Oleh Chrispendi Habiel Aknansyah
DISIPLIN MENURUT AJARAN AGAMA ISLAM
Disiplin
adalah kepatuhan untuk menghormati dan melaksanakan suatu sistem yang
mengharuskan orang untuk tunduk kepada keputusan, perintah dan peraturan yang
berlaku. Dengan kata lain, disiplin adalah sikap mentaati peraturan dan
ketentuan yang telah ditetapkan tanpa pamrih.
Dalam ajaran
Islam banyak ayat Al-Qur’an dan Hadist yang memerintahkan disiplin dalam arti
ketaatan pada peraturan yang telah ditetapkan, antara lain surat An-Nisa ayat
59:
“Hai orang-orang yang beriman, taatlah kamu kepada
Allah dan taatlah kepada rasul-Nya dan kepada Ulil Amri dari (kalangan) kamu …” (An Nisa: 59)
Disiplin
adalah kunci sukses, sebab dalam disiplin akan tumbuh sifat yang teguh dalam
memegang prinsip, tekun dalam usaha maupun belajar, pantang mundur dalam
kebenaran, dan rela berkorban untuk kepentingan agama dan jauh dari sifat putus
asa. Perlu kita sadari bahwa betapa pentingnya disiplin dan betapa besar
pengaruh kedisiplinan dalam kehidupan, baik dalam kehidupan pribadi,
bermasyarakat, berbangsa maupun kehidupan bernegara.
Disiplin dalam penggunaan
waktu
Disiplin
dalam penggunaan waktu perlu diperhatikan dengan seksama. Waktu yang sudah
berlalu tak mungkin dapat kembali lagi. Demikian pentingnya waktu sehingga
berbagai bangsa menyatakan penghargan terhadap waktu. Orang Inggris mengatakan "Time
is money" (waktu adalah uang), peribahasa Arab mengatakan "(waktu
adalah pedang) atau waktu adalah peluang emas", dan kita orang
Indonesia mengatakan: "sesal dahulu pendapatan sesal kemudian tak
berguna".
Tak dapat
dipungkiri bahwa orang-orang yang berhasil mencapai sukses dalam hidupnya
adalah orang-orang yang hidup teratur dan berdisiplin dalam memanfaatkan
waktunya. Disiplin tidak akan datang dengan sendirinya, akan tetapi melalui
latihan yang ketat dalam kehidupan pribadinya.
Ada empat cara
agar kita tidak menjadi orang-orang yang melalaikan waktu, antara lain: (1)

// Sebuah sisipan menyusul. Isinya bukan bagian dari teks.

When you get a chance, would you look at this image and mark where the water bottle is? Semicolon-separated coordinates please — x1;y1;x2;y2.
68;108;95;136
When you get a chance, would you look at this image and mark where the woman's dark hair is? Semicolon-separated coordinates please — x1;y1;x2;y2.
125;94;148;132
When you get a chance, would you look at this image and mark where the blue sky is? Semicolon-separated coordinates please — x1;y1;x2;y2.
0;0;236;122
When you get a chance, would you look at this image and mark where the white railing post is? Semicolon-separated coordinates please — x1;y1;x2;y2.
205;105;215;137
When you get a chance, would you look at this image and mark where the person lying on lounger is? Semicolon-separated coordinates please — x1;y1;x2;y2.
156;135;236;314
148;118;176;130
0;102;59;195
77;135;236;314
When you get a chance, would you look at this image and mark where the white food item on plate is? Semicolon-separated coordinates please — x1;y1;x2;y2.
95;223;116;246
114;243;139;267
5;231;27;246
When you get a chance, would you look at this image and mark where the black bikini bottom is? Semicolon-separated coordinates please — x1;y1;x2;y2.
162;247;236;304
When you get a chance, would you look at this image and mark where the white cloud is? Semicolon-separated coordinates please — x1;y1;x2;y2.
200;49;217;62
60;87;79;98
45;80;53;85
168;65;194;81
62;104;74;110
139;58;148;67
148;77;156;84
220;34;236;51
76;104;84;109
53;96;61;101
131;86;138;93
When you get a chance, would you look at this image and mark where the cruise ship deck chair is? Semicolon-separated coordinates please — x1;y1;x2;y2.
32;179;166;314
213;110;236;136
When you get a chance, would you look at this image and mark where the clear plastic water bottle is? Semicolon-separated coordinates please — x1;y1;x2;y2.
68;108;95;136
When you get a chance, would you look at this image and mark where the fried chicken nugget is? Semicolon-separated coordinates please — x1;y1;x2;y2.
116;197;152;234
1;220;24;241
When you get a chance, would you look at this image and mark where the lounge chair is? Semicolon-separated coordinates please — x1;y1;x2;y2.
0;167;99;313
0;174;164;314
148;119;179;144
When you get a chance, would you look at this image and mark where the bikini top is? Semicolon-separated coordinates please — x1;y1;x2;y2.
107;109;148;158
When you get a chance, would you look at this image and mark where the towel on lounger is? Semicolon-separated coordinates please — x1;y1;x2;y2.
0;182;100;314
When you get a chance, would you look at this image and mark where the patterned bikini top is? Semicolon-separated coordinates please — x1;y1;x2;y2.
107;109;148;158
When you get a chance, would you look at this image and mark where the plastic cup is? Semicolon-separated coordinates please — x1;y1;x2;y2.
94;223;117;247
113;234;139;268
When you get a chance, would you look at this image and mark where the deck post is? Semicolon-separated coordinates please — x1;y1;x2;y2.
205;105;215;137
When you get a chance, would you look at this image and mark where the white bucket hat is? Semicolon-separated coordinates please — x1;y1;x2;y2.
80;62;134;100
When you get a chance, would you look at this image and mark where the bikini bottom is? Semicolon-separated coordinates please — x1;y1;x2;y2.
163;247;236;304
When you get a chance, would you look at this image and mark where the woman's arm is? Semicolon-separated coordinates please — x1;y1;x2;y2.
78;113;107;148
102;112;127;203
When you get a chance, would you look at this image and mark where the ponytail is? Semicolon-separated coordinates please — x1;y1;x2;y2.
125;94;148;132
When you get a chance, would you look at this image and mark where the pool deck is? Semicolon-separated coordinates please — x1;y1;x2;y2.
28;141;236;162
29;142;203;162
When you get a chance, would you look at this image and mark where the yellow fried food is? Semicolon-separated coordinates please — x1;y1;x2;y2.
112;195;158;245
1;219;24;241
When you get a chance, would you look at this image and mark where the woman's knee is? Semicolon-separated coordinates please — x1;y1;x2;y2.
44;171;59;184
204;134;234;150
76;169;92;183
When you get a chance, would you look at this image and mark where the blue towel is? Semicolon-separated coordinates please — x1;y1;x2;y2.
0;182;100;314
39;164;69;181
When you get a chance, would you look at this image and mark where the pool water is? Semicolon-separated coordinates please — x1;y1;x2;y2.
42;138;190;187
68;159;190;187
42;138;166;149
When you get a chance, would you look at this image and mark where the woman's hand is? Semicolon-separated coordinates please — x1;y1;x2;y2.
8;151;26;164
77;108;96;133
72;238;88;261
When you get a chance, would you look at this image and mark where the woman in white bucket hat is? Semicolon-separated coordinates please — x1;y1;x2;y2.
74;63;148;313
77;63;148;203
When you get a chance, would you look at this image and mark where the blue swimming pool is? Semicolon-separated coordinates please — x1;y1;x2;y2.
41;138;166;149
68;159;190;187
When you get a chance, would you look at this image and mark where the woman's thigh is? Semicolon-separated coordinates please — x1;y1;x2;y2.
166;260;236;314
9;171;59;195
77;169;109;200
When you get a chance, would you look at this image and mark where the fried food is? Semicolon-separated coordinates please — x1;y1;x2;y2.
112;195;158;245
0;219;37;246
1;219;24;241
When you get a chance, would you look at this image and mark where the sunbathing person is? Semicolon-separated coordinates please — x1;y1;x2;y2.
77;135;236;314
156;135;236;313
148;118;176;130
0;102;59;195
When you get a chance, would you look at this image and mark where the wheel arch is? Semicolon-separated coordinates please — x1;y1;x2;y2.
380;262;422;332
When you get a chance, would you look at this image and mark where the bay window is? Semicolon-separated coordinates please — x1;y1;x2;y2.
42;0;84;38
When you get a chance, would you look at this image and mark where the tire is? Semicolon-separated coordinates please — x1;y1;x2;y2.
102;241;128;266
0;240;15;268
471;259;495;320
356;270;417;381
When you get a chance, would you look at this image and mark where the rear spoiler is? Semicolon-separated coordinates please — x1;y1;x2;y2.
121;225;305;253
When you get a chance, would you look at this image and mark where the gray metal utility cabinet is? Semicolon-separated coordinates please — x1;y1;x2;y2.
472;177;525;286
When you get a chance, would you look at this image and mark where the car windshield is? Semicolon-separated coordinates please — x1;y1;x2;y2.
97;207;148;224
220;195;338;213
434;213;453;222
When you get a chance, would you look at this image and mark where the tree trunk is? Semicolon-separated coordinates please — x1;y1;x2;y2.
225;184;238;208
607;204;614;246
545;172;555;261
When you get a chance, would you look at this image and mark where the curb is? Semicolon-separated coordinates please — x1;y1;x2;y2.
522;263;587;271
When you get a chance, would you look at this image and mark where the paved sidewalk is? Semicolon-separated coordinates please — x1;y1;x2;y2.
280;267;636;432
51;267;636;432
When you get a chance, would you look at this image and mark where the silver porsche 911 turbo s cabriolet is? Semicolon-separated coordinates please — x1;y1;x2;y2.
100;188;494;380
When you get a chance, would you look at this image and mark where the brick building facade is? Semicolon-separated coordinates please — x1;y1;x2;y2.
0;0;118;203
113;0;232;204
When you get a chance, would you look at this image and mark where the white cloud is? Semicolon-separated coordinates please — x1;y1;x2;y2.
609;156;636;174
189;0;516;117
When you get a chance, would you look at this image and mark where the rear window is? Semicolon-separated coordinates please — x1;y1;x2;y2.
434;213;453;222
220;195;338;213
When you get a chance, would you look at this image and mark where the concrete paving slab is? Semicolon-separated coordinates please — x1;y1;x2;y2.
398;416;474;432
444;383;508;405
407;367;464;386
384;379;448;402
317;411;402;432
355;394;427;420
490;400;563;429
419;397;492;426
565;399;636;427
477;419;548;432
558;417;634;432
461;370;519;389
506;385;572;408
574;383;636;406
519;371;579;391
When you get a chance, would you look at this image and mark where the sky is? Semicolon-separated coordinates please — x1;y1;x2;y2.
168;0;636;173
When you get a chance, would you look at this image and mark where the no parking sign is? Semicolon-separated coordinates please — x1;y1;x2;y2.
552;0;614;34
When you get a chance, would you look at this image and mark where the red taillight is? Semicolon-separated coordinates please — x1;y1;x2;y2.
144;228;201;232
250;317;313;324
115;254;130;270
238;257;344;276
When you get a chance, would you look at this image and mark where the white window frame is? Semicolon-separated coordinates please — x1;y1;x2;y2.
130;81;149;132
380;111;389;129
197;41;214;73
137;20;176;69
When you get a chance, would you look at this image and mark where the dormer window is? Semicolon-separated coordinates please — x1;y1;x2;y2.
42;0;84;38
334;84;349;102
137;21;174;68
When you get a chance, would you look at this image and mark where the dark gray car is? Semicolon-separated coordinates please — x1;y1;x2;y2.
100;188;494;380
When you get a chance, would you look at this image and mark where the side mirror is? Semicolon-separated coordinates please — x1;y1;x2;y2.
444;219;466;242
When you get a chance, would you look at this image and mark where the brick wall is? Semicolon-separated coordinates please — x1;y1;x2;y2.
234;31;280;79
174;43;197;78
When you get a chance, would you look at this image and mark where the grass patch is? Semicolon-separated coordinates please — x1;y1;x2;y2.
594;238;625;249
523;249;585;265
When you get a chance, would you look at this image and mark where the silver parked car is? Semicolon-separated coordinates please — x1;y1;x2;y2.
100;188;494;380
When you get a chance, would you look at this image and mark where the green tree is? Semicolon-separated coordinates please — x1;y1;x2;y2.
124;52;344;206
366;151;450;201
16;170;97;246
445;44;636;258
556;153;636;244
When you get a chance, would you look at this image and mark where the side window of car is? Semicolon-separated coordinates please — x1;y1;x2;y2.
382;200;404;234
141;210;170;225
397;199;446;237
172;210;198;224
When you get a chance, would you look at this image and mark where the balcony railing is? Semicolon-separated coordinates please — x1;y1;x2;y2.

beriman, (2) beramal saleh, (3) saling berwasiat dalam kebenaran, (4) saling
berwasiat dalam kesabaran.
Inilah yang
dijelaskan dalam ayat terakhir surat Al-Ashr. "Illal ladziina amanu
wa’amilushshaalihaati watawaahau bish shabr, Kecuali orang-orang yang beriman
dan mengerjakan amal saleh dan menasihat-menasihati supaya menaati kebenaran
serta menasihat-menasihati supaya tetap dalam kesabaran.’’
1. Beriman
Iman, secara
bahasa bermakna “membenarkan”. Maksudnya membenarkan segala hal yang
disampaikan oleh Nabi Muhammad saw., yang pokok-pokoknya tersistematisasikan
dalam rukun iman. Iman sifatnya abstrak, dimensinya batiniah alias tidak
terlihat. Karenanya, yang paling tahu apakah iman seseorang itu kuat atau lemah
hanyalah Allah swt. Zat yang Maha Mengetahui masalah ghaib. Walaupun iman itu
abstrak, namun Allah swt. Menyebutkan sejumlah ciri orang-orang yang imannya
benar. Firman-Nya,
"Sesungguhnya orang-orang yang beriman itu adalah
mereka yang apabila disebut nama Allah gemetarlah hati mereka, dan apabila
dibacakan kepada mereka ayat-ayat-Nya, bertambahlah iman mereka karenanya dan
kepada Tuhanlah mereka bertawakal. Orang-orang yang mendirikan shalat dan
menafkahkan sebagian dari rizki yang Kami berikan pada mereka. Itulah
orang-orang yang beriman dengan sebenar-benarnya. Mereka akan memperoleh
beberapa derajat ketinggian di sisi Tuhannya serta ampunan dan nikmat yang
mulia." (Q.S. Al
Anfal 8:2-4).
Iman itu
bersifat fluktuatif, artinya kadang-kadang meningkat dan kadang-kadang menurun.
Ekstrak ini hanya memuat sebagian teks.